Chatbot FAQ functionality using an existing FAQ webpage in a fairly structured format.
If you want to convert your FAQ page into a chatbot or if you have a similar structured document such as a PRFAQ for a product or service then Connectors work well.
Just supplying the URL of the FAQ page as a data source to the knowledge connectors is fantastic and provides fairly good results. However, it’s worth keeping in mind there may still be match errors so the history log is invaluable in checking for them. Thankfully it’s fairly easy to manage any question/answer pair which has been handled incorrectly by converting to its own intent.

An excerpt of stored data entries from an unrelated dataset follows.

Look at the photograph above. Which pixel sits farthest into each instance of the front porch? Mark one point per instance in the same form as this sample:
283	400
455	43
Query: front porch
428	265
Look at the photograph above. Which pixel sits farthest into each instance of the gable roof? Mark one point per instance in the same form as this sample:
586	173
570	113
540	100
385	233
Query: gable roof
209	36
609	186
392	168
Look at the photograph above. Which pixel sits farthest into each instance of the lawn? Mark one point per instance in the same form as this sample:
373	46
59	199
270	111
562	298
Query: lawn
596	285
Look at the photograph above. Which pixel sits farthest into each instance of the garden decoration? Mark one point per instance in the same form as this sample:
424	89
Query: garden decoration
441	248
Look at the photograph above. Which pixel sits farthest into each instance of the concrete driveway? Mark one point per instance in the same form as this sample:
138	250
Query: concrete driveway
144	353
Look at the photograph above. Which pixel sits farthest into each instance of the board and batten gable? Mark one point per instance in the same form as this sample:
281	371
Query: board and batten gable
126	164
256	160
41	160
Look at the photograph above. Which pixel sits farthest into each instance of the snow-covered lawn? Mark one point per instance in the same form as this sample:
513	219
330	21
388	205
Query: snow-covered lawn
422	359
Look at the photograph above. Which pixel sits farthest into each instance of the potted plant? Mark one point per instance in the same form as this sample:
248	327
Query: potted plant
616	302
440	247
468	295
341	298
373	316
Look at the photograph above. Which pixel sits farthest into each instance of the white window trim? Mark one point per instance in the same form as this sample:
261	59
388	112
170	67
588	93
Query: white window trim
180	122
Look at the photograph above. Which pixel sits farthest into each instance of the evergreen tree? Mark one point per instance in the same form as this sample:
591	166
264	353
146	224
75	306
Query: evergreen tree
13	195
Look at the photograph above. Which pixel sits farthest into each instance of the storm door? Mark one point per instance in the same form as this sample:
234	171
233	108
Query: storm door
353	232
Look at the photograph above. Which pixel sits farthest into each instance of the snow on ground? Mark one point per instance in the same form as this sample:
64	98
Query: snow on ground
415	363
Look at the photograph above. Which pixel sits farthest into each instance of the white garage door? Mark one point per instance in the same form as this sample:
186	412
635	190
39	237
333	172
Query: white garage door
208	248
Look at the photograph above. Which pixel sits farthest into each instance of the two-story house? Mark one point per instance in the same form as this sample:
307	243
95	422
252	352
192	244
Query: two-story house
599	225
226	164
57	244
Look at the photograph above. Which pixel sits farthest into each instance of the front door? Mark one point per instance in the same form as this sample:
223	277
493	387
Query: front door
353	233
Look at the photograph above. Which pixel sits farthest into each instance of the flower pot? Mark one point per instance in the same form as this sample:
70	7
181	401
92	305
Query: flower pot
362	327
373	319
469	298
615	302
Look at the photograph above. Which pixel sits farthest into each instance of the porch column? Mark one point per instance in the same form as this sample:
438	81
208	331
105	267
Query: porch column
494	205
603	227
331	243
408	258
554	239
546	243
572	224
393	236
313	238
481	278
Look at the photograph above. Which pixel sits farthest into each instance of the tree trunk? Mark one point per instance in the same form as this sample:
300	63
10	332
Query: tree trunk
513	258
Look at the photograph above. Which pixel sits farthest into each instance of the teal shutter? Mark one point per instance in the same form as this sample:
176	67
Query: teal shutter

Chatbot FAQ using a document in an unstructured format.
I found my test results with this use case rather disappointing. The accuracy of the extracted answers was fairly poor for my test case. Although for different document sources you may be able to get better results.
The extracted answers look more like a match based on keywords with some additional coverage but it does not appear to consider the context in which the question is asked. Also, this type of knowledge connector does not provide any full control like intents in terms of context and priority of matching training phrases etc so there is no way of fixing bad responses. A feature where you can evaluate and train responses would be a great addition to the knowledge base so hopefully, that is in the Dialogflow team pipeline.
Should I use Dialogflow Knowledge Connectors?
If you have some FAQ information in a structured format then Knowledge connectors are worth a try with some caveats.
If you have unstructured documents which you want your chatbot to use to extract answers to questions then at the moment knowledge connectors are not a magic bullet. It’s a big ask, but for me, this is where the real value will lie particularly if you want to support large knowledge bases with a chatbot. Knowledge connectors are an experimental feature, so hopefully as the technology advances then they will improve.